Distributed storage was first proposed by Google, with the aim of providing access to the Web through inexpensive servers for use with large-scale, highly concurrent scenarios.
What is a distributed storage system?
Distributed storage is also known as decentralized storage. To understand it, first we need to understand centralized storage. Centralized storage, conceptually, is centralized, that is, the entire storage is centralized in one system, but centralized storage is not a single device, but multiple devices in a centralized system. This storage device can be vertically scalable, but still share the same head, the device itself will become the bottleneck of system performance, but also the focus of system reliability and security, can not meet the needs of large-scale storage applications.
In this storage system contains many components, in addition to the core head (controller), disk arrays (JBOD) and switches and other devices, there are management devices and other auxiliary devices.
The structure contains a head, which is the most central component of the storage system. Usually there are two controllers in the header, which are used as a backup to avoid hardware failure that could lead to the unavailability of the entire storage system. The front-end port is used to provide storage services to the server, while the back-end port is used to expand the capacity of the storage system. Through the back-end port the head can connect more storage devices, thus forming a very large pool of storage resources.
In the entire architecture, the head is the core component of the entire storage system, where the advanced functions of the entire storage system are implemented. The software in the controller realizes the management of disks, abstracts them into a pool of storage resources, and then divides them into LUNs to be provided to the server for use. The LUNs here are actually the disks seen on the server. Of course, some centralized storage itself is also a file server and can provide shared file services. In any case, from the above we can see that the biggest feature of centralized storage is that there is a unified entry point through which all data must pass, and this entry point is the head of the storage system. This is the most significant feature that distinguishes centralized storage from distributed storage.
Distributed storage system is to store data decentralized on multiple independent devices and can be expanded horizontally, using multiple storage devices to share the storage load and using metadata servers to locate the stored information, it not only improves the reliability, availability and access efficiency of the system, but also is easy to expand. At the same time, these scattered storage devices can be built into a virtual pool of large storage for upper-level applications to use. Many clustered storage, parallel storage, cloud storage, etc. in the market are actually based on distributed architecture, just called differently by different vendors. In recent years, this kind of distributed architecture storage system is gradually replacing the traditional storage architecture, especially in the field of unstructured data storage is developing very rapidly.

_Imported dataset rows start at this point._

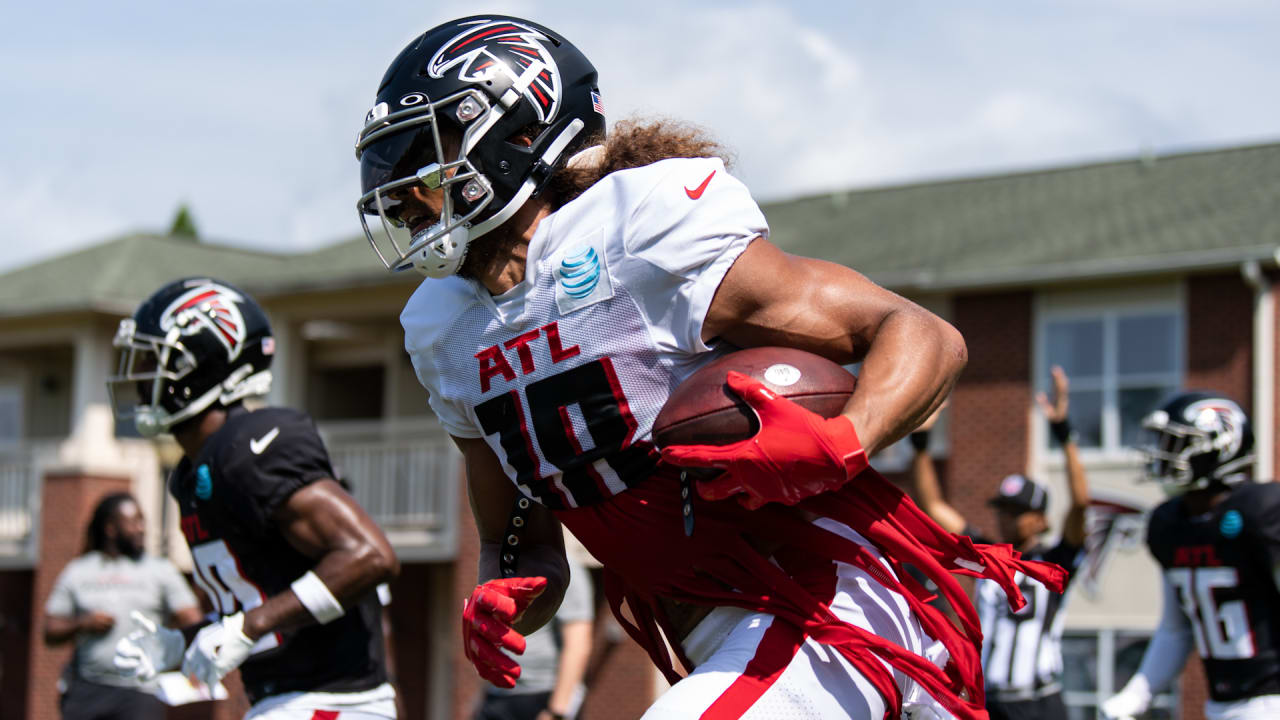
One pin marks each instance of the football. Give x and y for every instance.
(703, 410)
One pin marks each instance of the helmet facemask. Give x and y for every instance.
(150, 368)
(387, 145)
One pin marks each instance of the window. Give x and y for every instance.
(1120, 361)
(1096, 664)
(10, 414)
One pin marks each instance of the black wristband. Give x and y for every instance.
(920, 440)
(1061, 431)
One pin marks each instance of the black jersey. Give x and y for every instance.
(1221, 566)
(228, 497)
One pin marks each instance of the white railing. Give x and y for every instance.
(22, 468)
(406, 475)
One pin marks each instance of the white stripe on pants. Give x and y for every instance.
(817, 682)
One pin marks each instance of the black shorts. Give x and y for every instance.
(92, 701)
(1048, 707)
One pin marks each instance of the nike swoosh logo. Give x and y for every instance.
(259, 445)
(698, 191)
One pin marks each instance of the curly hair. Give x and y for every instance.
(634, 142)
(95, 537)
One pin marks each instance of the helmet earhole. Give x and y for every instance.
(469, 110)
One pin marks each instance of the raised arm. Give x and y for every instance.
(1078, 483)
(542, 545)
(924, 478)
(910, 358)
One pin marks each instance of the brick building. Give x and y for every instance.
(1138, 277)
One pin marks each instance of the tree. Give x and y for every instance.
(183, 224)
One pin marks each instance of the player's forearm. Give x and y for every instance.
(913, 361)
(1078, 484)
(535, 561)
(347, 574)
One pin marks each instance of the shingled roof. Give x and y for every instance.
(1196, 210)
(1179, 213)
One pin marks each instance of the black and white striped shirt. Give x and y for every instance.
(1022, 652)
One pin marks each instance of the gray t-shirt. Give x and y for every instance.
(118, 586)
(542, 647)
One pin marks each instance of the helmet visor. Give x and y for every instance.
(396, 156)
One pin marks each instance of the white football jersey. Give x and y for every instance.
(565, 373)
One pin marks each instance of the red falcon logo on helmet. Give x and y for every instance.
(506, 48)
(209, 306)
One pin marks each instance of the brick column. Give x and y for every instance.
(1220, 336)
(67, 505)
(1220, 359)
(990, 436)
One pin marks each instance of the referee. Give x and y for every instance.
(1022, 652)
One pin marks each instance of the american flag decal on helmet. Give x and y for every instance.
(209, 306)
(519, 51)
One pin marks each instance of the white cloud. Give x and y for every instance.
(252, 122)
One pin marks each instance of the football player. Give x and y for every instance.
(574, 281)
(1217, 541)
(284, 554)
(1022, 652)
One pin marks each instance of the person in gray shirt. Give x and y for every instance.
(553, 662)
(92, 601)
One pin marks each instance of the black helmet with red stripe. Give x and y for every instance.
(195, 343)
(484, 108)
(1196, 440)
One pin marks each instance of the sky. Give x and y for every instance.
(117, 113)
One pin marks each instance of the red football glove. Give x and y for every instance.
(796, 454)
(487, 629)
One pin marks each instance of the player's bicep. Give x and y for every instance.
(771, 297)
(493, 496)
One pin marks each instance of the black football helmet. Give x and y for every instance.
(1196, 440)
(193, 343)
(444, 117)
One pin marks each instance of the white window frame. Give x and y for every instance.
(1170, 698)
(12, 396)
(1109, 305)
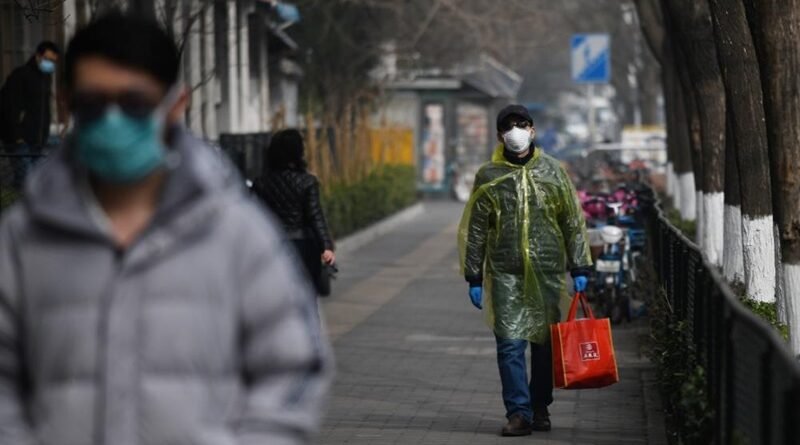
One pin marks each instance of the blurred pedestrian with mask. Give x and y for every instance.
(25, 107)
(521, 231)
(144, 298)
(292, 193)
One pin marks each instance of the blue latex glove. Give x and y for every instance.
(476, 295)
(580, 283)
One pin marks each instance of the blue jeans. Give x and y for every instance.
(520, 395)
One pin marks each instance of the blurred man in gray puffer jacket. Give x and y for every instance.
(144, 299)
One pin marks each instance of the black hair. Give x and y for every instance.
(286, 151)
(47, 45)
(127, 40)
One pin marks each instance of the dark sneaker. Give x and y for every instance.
(541, 419)
(517, 426)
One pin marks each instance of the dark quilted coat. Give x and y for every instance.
(293, 195)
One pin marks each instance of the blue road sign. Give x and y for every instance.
(591, 58)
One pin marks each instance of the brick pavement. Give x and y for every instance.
(416, 364)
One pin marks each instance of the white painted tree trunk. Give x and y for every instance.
(687, 204)
(733, 255)
(758, 242)
(699, 235)
(791, 289)
(714, 227)
(780, 295)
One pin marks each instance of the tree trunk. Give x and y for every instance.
(742, 79)
(693, 150)
(692, 19)
(669, 80)
(733, 261)
(683, 114)
(775, 31)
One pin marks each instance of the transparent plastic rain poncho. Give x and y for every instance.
(522, 229)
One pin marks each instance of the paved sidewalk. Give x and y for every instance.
(416, 363)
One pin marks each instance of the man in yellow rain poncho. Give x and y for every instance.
(521, 231)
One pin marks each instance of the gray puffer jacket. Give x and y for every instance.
(200, 333)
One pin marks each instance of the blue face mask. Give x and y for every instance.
(119, 148)
(47, 66)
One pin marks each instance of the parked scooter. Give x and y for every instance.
(610, 285)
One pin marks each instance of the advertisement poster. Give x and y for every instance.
(433, 140)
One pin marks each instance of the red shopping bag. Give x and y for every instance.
(583, 351)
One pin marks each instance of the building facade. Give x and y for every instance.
(237, 61)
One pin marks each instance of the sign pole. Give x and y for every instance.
(592, 114)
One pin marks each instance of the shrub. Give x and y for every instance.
(384, 191)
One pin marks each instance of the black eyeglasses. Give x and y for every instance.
(92, 105)
(508, 125)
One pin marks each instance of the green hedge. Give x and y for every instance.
(7, 198)
(350, 207)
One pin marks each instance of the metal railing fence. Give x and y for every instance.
(753, 381)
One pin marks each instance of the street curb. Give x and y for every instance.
(364, 236)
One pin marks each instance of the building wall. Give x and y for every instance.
(224, 65)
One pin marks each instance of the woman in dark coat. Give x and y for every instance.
(292, 193)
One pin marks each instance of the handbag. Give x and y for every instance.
(583, 350)
(327, 272)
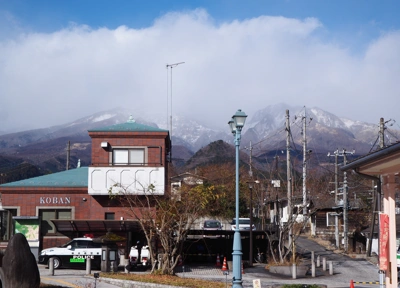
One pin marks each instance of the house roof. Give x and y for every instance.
(129, 126)
(385, 160)
(70, 178)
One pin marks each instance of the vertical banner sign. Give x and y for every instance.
(383, 241)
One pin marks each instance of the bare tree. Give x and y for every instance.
(165, 220)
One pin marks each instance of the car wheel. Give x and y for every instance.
(56, 262)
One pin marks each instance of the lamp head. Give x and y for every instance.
(239, 118)
(231, 124)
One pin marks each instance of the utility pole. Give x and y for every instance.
(289, 179)
(336, 202)
(345, 204)
(68, 153)
(305, 163)
(251, 182)
(171, 66)
(381, 133)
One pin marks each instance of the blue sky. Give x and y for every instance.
(313, 53)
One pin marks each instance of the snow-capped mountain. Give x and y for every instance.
(266, 130)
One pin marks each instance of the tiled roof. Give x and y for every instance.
(129, 126)
(70, 178)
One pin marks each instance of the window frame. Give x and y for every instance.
(144, 149)
(40, 208)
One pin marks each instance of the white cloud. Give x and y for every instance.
(53, 78)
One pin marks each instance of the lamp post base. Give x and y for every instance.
(237, 260)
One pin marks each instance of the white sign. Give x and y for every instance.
(256, 283)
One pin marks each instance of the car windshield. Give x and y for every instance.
(212, 224)
(242, 221)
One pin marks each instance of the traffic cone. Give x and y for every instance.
(224, 266)
(218, 264)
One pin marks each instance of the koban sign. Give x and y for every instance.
(55, 200)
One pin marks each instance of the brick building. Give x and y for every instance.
(53, 208)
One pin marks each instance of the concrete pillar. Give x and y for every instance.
(51, 266)
(294, 271)
(313, 269)
(88, 266)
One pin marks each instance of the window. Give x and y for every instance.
(134, 156)
(48, 214)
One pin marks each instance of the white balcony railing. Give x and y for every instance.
(134, 180)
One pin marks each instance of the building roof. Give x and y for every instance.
(385, 160)
(129, 126)
(66, 179)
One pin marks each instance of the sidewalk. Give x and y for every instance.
(345, 269)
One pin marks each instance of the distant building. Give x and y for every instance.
(51, 209)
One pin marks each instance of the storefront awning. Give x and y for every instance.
(96, 226)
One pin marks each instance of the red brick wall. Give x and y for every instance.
(94, 207)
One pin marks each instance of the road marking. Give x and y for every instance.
(61, 282)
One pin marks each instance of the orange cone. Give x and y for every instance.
(224, 266)
(218, 264)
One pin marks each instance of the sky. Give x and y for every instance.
(64, 60)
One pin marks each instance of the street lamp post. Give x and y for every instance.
(236, 124)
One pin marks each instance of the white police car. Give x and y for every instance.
(73, 254)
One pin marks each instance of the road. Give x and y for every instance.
(345, 269)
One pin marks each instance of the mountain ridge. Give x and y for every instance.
(264, 131)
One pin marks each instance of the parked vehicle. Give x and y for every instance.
(142, 261)
(244, 224)
(211, 225)
(73, 254)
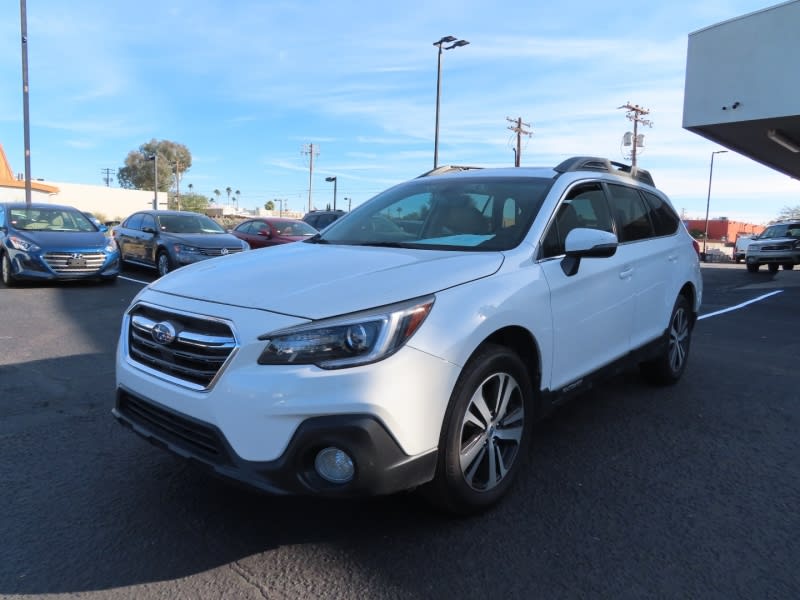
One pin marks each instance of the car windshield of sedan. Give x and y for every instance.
(49, 219)
(189, 224)
(465, 213)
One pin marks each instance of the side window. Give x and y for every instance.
(630, 213)
(663, 216)
(148, 221)
(135, 222)
(584, 206)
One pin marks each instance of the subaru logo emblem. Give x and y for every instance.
(164, 333)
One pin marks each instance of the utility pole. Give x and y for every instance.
(635, 114)
(517, 128)
(23, 14)
(309, 150)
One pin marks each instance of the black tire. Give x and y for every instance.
(486, 433)
(5, 269)
(668, 368)
(164, 263)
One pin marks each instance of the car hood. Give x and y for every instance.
(66, 239)
(203, 240)
(314, 281)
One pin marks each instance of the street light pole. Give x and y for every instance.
(708, 199)
(456, 44)
(154, 158)
(333, 179)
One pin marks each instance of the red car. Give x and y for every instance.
(269, 231)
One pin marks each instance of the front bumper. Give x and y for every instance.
(381, 466)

Distributed storage was first proposed by Google, and its purpose is to provide use with large-scale, highly concurrent scenarios of Web access problems through inexpensive servers. It uses a scalable system architecture that uses multiple storage servers to share the storage load and location servers to locate stored information, it not only improves the reliability, availability and access efficiency of the system, but is also easy to scale.
Distributed storage system features
1, large capacity: system nodes can be used as a common X86 architecture storage server as a building block, which can expand storage nodes horizontally and infinitely according to user needs, and form a unified shared storage pool.
2, high performance: compared with traditional storage, distributed storage system can provide several times higher aggregated IOPS and throughput, in addition to linear growth with the expansion of storage nodes, dedicated metadata module can provide very fast and accurate data retrieval and positioning to meet the needs of front-end business rapid response.
3, more reliable: the entire system without any single point of failure, data security and business continuity can be guaranteed. Each node can be regarded as a hard disk, and there is a special data protection policy between node devices, which can realize the equipment-level redundancy of the system and replace the damaged hard disk or node devices online.
4、Easy to expand: The system can support online seamless dynamic horizontal expansion. With the redundancy policy, the online and offline of any storage node has no impact on the front-end business and is completely transparent. And the system can choose automatic load balancing after expanding new storage nodes, and all data pressure will be evenly distributed on each storage node.
5, easy to integrate: compatible with any brand of X86 architecture universal storage server, in the standard IP / IB network environment can be easily implemented, without changing the original network architecture.
6、Easy to manage: The whole system can be configured and managed through a simple Web interface, easy to operate and maintain, very low management costs, one administrator can easily manage a petabyte-level storage system.
Posted by:CoinYuppie，Reprinted with attribution to:https://coinyuppie.com/what-is-distributed-storage-from-a-hardware-perspective/
Coinyuppie is an open information publishing platform, all information provided is not related to the views and positions of coinyuppie, and does not constitute any investment and financial advice. Users are expected to carefully screen and prevent risks.